On Mon, Aug 17, 2020 at 11:33 AM Raj, Ashok ashok.raj@intel.com wrote:
Hi Evan
Some details below,
On Mon, Aug 17, 2020 at 11:12:17AM -0700, Evan Green wrote:
Hi Ashok, Thank you, Srikanth, and Sukumar for some very impressive debugging here.
On Fri, Aug 14, 2020 at 2:38 PM Ashok Raj ashok.raj@intel.com wrote:
When offlining CPU's, fixup_irqs() migrates all interrupts away from the outgoing CPU to an online CPU. Its always possible the device sent an interrupt to the previous CPU destination. Pending interrupt bit in IRR in lapic identifies such interrupts. apic_soft_disable() will not capture any new interrupts in IRR. This causes interrupts from device to be lost during cpu offline. The issue was found when explicitly setting MSI affinity to a CPU and immediately offlining it. It was simple to recreate with a USB ethernet device and doing I/O to it while the CPU is offlined. Lost interrupts happen even when Interrupt Remapping is enabled.
Current code does apic_soft_disable() before migrating interrupts.
native_cpu_disable() { ... apic_soft_disable(); cpu_disable_common(); --> fixup_irqs(); // Too late to capture anything in IRR. }
Just fliping the above call sequence seems to hit the IRR checks and the lost interrupt is fixed for both legacy MSI and when interrupt remapping is enabled.
Fixes: 60dcaad5736f ("x86/hotplug: Silence APIC and NMI when CPU is dead") Link: https://lore.kernel.org/lkml/875zdarr4h.fsf@nanos.tec.linutronix.de/ Signed-off-by: Ashok Raj ashok.raj@intel.com
To: linux-kernel@vger.kernel.org To: Thomas Gleixner tglx@linutronix.de Cc: Sukumar Ghorai sukumar.ghorai@intel.com Cc: Srikanth Nandamuri srikanth.nandamuri@intel.com Cc: Evan Green evgreen@chromium.org Cc: Mathias Nyman mathias.nyman@linux.intel.com Cc: Bjorn Helgaas bhelgaas@google.com Cc: stable@vger.kernel.org
arch/x86/kernel/smpboot.c | 11 +++++++++-- 1 file changed, 9 insertions(+), 2 deletions(-)
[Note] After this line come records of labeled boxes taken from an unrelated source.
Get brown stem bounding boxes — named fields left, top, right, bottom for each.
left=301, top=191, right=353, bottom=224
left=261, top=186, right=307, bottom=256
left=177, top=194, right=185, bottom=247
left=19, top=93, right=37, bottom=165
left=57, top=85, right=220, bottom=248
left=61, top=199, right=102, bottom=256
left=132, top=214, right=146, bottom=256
diff --git a/arch/x86/kernel/smpboot.c b/arch/x86/kernel/smpboot.c index ffbd9a3d78d8..278cc9f92f2f 100644 --- a/arch/x86/kernel/smpboot.c +++ b/arch/x86/kernel/smpboot.c @@ -1603,13 +1603,20 @@ int native_cpu_disable(void) if (ret) return ret;
cpu_disable_common(); /* * Disable the local APIC. Otherwise IPI broadcasts will reach * it. It still responds normally to INIT, NMI, SMI, and SIPI
* messages.
I'm slightly unclear about whether interrupts are disabled at the core by this point or not. I followed native_cpu_disable() up to __cpu_disable(), up to take_cpu_down(). This is passed into a call to stop_machine_cpuslocked(), where interrupts get disabled at the core. So unless there's another path, it seems like interrupts are always disabled at the core by this point.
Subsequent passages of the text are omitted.